De zaak is behandeld op de zitting van 5 april 2023. Op de zitting is de vertegenwoordiger van de officier van justitie verschenen. Betrokkene is ook verschenen. De kantonrechter heeft na de zitting uitspraak gedaan.

2.Overwegingen

2.1.
De gedraging
De gedraging waarvoor de boete is opgelegd, luidt – kort omschreven – als volgt: als bestuurder handelen in strijd met een geslotenverklaring in beide richtingen.
2.2.
Het verweer tegen de opgelegde boete
Betrokkene is het niet eens met de beslissing van de officier van justitie en heeft aangevoerd dat er een opstopping was voor de parkeergarage. Betrokkene kon met zijn voertuig niet meer keren of achteruit rijden. Betrokkene heeft toen besloten om rechtdoor te rijden en direct na de geslotenverklaring te keren. Ter zitting heeft betrokkene zijn verweer nader toegelicht en aan de hand van foto’s de situatie ten tijde van de gedraging uitgelegd.
2.3.
Het standpunt van de vertegenwoordiger van de officier van justitie
De vertegenwoordiger van de officier van justitie heeft op de zitting de foto van de gedraging overgelegd. Daarnaast blijft het standpunt van de officier van justitie gehandhaafd en wordt aan de kantonrechter verzocht om het beroep ongegrond te verklaren.
2.4.
De beoordeling van de gedraging waarvoor de boete is opgelegd
De gedraging kan naar het oordeel van de kantonrechter op basis van de ter zitting door de vertegenwoordiger van officier van justitie overgelegde foto worden vastgesteld. Het is verboden om zonder ontheffing buiten de inrijtijden de geslotenverklaring in te rijden.
2.5.
De beoordeling van het beroep op de omstandigheden
De kantonrechter heeft in dit geval aanleiding om de boete te matigen tot € 50,00 (met handhaving van de administratiekosten). Aan de hand van foto’s heeft betrokkene namelijk de situatie nader toegelicht. Hiermee heeft betrokkene voldoende aannemelijk gemaakt dat hij met zijn voertuig op dat moment geen andere kant op kon en daarom in redelijkheid heeft kunnen besluiten om via de geslotenverklaring te keren. Deze omstandigheden maken dat een matiging van de boete op zijn plaats is. Het beroep is daarom gedeeltelijk gegrond. De beslissing van officier van justitie zal worden gewijzigd.
De uitspraak
De kantonrechter:
‒ verklaart het beroep gedeeltelijk gegrond;
‒ wijzigt de beslissing van de officier van justitie, in die zin dat de boete wordt gematigd tot een bedrag van € 50,00 (met handhaving van de administratiekosten);
‒ bepaalt dat de officier van justitie het bedrag dat betrokkene teveel als zekerheidstelling heeft betaald, aan betrokkene terugbetaalt.

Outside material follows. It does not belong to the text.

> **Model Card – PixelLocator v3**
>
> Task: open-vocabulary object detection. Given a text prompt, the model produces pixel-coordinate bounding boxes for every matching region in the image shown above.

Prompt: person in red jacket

Deze uitspraak is gedaan door mr. I.H. Lips, kantonrechter, bijgestaan door de griffier, en in het openbaar uitgesproken.
De griffier De kantonrechter
Tegen deze uitspraak kan op grond van artikel 14 WAHV hoger beroep worden ingesteld bij het gerechtshof Arnhem-Leeuwarden, binnen 6 weken na de hieronder vermelde dag van toezending. Hoger beroep is in beginsel alleen mogelijk als de boete in de uitspraak is bepaald op een bedrag van meer dan € 110,00. Het beroepschrift moet worden verzonden aan de afdeling Kanton van de rechtbank Noord-Holland, Postbus 251, 1800 BG Alkmaar. De wet gaat uit van een geheel schriftelijke procedure in hoger beroep, tenzij door u bij het beroepschrift uitdrukkelijk om een mondelinge behandeling van de zaak is verzocht.
Het instellen van hoger beroep per e-mail is niet mogelijk.